Utah Health Policy Project and Families USA released the findings based on Census data Wednesday.
These advocacy groups say the results matter, because it counters the common perception that those who fall into the coverage gap are just looking for a hand out.
"These people are working, they just don't have access to employer sponsored insurance or the employer sponsored insurance they do have access to is just simply unaffordable," said RyLee Curtis, with Utah Health Policy Project.
The report concludes 66% of Utahns who would be eligible for coverage under full Medicaid expansion work now or have in the last year.
Another 18% are considered not in the workforce.
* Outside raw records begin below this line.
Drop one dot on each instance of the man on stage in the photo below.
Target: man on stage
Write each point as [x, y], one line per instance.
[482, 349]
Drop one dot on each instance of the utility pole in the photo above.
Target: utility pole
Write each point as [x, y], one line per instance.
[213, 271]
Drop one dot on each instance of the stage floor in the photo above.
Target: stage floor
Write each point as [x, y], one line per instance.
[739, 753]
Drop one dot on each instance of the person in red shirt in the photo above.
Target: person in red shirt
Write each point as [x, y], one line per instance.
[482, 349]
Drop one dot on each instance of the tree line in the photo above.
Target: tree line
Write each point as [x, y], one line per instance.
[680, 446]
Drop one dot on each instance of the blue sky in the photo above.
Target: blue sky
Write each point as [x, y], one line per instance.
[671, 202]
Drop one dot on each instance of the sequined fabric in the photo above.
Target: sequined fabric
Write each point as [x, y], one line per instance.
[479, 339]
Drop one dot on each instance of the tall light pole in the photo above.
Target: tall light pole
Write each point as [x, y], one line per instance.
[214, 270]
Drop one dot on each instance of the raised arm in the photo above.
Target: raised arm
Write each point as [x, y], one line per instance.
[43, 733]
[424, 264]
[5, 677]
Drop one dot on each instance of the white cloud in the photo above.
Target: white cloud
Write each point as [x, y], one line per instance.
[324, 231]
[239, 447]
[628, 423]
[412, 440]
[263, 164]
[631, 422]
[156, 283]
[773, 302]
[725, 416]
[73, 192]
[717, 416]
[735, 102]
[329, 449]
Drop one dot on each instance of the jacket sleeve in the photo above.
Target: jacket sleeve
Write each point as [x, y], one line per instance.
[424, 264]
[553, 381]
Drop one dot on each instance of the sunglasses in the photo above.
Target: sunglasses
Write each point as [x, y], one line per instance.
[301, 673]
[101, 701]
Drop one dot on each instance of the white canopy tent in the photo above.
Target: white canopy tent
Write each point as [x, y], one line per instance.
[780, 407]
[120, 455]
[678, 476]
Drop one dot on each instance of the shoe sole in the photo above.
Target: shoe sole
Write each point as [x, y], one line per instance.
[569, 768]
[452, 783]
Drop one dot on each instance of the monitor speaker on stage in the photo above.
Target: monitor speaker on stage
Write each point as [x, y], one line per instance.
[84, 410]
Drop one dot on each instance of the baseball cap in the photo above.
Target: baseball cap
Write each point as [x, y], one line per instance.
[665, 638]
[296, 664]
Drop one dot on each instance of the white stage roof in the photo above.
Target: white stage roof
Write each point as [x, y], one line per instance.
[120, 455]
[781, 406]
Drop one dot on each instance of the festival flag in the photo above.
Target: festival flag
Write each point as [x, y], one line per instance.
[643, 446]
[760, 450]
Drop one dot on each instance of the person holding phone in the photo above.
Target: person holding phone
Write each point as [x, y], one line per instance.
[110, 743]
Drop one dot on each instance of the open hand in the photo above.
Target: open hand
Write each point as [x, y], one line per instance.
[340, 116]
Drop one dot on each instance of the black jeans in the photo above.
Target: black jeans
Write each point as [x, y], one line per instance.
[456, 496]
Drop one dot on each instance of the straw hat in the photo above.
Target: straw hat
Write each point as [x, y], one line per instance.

We're talking students, non-working spouses, people with disabilities and those who have left the workforce.
That leaves 16% who are considered unemployed.
Those who are working are in a variety of fields.
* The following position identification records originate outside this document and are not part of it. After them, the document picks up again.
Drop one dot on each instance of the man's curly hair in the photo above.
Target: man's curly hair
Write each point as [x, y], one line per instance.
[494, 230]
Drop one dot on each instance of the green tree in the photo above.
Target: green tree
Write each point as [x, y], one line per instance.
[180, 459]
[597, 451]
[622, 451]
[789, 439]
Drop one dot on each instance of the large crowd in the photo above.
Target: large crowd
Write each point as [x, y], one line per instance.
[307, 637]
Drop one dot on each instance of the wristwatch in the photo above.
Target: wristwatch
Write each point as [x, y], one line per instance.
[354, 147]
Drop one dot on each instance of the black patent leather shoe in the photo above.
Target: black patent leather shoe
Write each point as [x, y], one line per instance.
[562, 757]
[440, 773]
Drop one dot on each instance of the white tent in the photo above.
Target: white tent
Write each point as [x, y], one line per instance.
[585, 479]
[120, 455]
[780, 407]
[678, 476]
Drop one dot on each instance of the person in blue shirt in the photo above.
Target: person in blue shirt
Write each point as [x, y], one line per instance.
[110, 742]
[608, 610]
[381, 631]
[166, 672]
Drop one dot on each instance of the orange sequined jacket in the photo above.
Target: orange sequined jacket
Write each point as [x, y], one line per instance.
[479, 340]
Food services, sales, retail and construction to name a few.
"These are the backbone of our employment sector," said Curtis.
Under the Affordable Care Act anyone at or below 138% of the federal poverty level was supposed to be covered by full Medicaid expansion.
The U.S. Supreme Court ruled that unconstitutional and left it to the states.
Utah is one of 24 states that have not expanded.
Governor Herbert is pushing his Healthy Utah Plan, but he needs approval from the House and Senate which have rolled out different ideas.
"I think we should be resistant to perpetuating the problems we already know exist in Medicaid and the more people that we put on this program, that is already broken, the less likely it is that we are going to fix it," said Utah Speaker of the House, Becky Lockhart.
A legislative task force is now studying all the options and will report back to leaders in both chambers.
In the meantime, thousands of uninsured Utahns are hoping for the best.
"They are one catastrophe away from just falling apart, so strengthening their access to healthcare coverage strengthens Utah's economy."
That legislative task force is meeting Thursday morning to go over progress.
Governor Herbert is closing in on federal approval for his plan and is planning on a special session sometime this summer.